As a resident, you try to learn as much as you can and as fast as you can. You realize how much there is to learn and how much you do not know. You feel so responsible for your patient’s care. You realize, some sooner than others, that you will face losing a patient. Early in training, saving lives has been indoctrinated, so as physicians we equate death as a medical failure rather than a natural process.

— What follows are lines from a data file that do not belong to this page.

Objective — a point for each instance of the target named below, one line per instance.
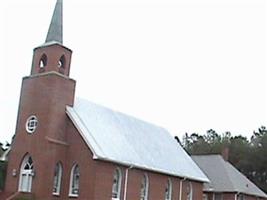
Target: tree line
(248, 155)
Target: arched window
(61, 62)
(116, 187)
(144, 188)
(26, 174)
(57, 179)
(189, 191)
(43, 61)
(74, 181)
(168, 190)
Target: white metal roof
(119, 138)
(224, 177)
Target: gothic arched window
(61, 62)
(74, 181)
(144, 188)
(116, 186)
(189, 191)
(57, 179)
(168, 190)
(26, 174)
(43, 61)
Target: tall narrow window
(74, 181)
(43, 61)
(26, 174)
(189, 191)
(144, 188)
(168, 190)
(57, 179)
(116, 187)
(61, 62)
(218, 196)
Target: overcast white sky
(184, 65)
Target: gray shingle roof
(122, 139)
(224, 177)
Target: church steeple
(52, 56)
(55, 32)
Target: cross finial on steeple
(55, 32)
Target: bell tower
(40, 136)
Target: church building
(69, 148)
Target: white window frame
(26, 174)
(31, 124)
(58, 177)
(189, 191)
(117, 173)
(145, 182)
(71, 194)
(168, 190)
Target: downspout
(126, 182)
(181, 188)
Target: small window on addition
(61, 62)
(43, 61)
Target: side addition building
(226, 182)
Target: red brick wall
(231, 196)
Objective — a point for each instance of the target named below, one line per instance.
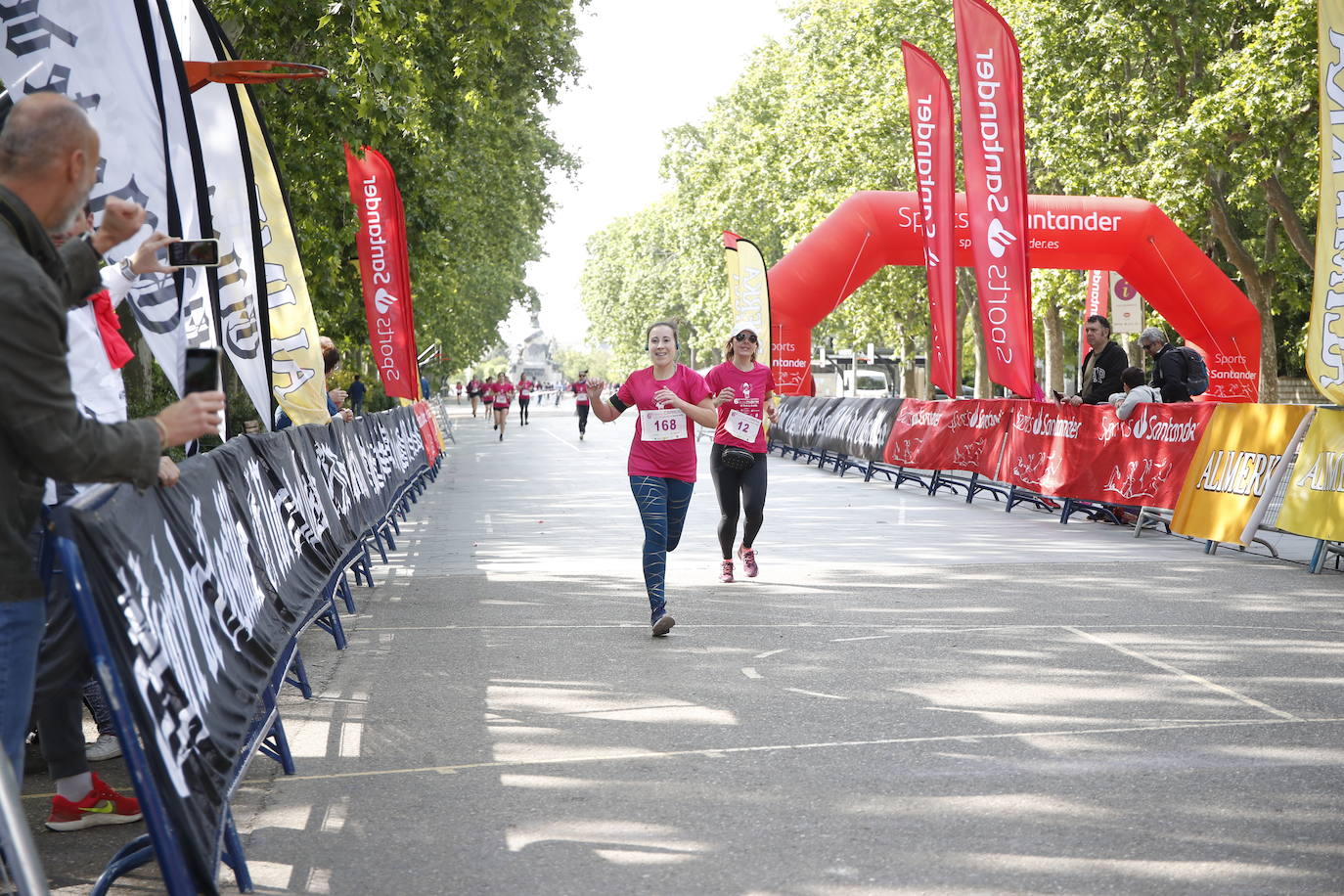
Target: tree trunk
(1258, 285)
(1053, 347)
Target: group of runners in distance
(496, 395)
(734, 399)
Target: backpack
(1196, 373)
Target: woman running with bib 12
(743, 391)
(661, 468)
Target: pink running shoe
(747, 557)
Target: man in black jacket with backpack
(1171, 367)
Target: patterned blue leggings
(663, 506)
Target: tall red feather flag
(384, 270)
(994, 155)
(931, 125)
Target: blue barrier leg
(234, 857)
(378, 543)
(136, 853)
(347, 596)
(300, 679)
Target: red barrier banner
(384, 269)
(929, 97)
(995, 165)
(1089, 453)
(949, 435)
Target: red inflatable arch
(1132, 237)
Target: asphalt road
(916, 696)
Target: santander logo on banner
(994, 158)
(929, 97)
(384, 269)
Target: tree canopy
(1206, 109)
(455, 96)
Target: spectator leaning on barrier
(49, 161)
(1168, 366)
(1136, 392)
(356, 395)
(1102, 366)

As a new intern on our first call day, my resident asked me to go see a previously healthy 22-year-old man who presented with a two-week history of fevers and generalized myalgias that was associated with pleuritic chest pain, non-productive cough and a sore throat. He was admitted for fever of unknown origin and later diagnosed with Adult Onset Still Disease. He was on our service for the entire month and every morning I looked forward to seeing him and his family. Treatment was initiated immediately, but he continued to worsen each day and was ultimately further diagnosed with Macrophage Activation Syndrome and subsequently died from complications. This was the first patient that I took care of who had died, and I was devastated. I ached for the loss of such a young man and for his mother and girlfriend, who never left the hospital upon his entering. I constantly ruminated what I or we as a team could have done differently to have prevented his death. I felt hopeless and completely responsible that I let his family down. In time, I came to the realization that I could learn from his death. I made a vow in memory of him that I would view each patient as an individual rather than a disease. I would pay more attention to how I talked to my patients, how I managed them, how I touched them and the continual need to be a lifelong learner. The numerous sacrifices I would make as a resident would be for him rather than a means to an end. My work would be my calling rather than just a job. I reminded myself even though we could not save him and that his death was inevitable, this experience would allow me to help many others and do so as a better physician.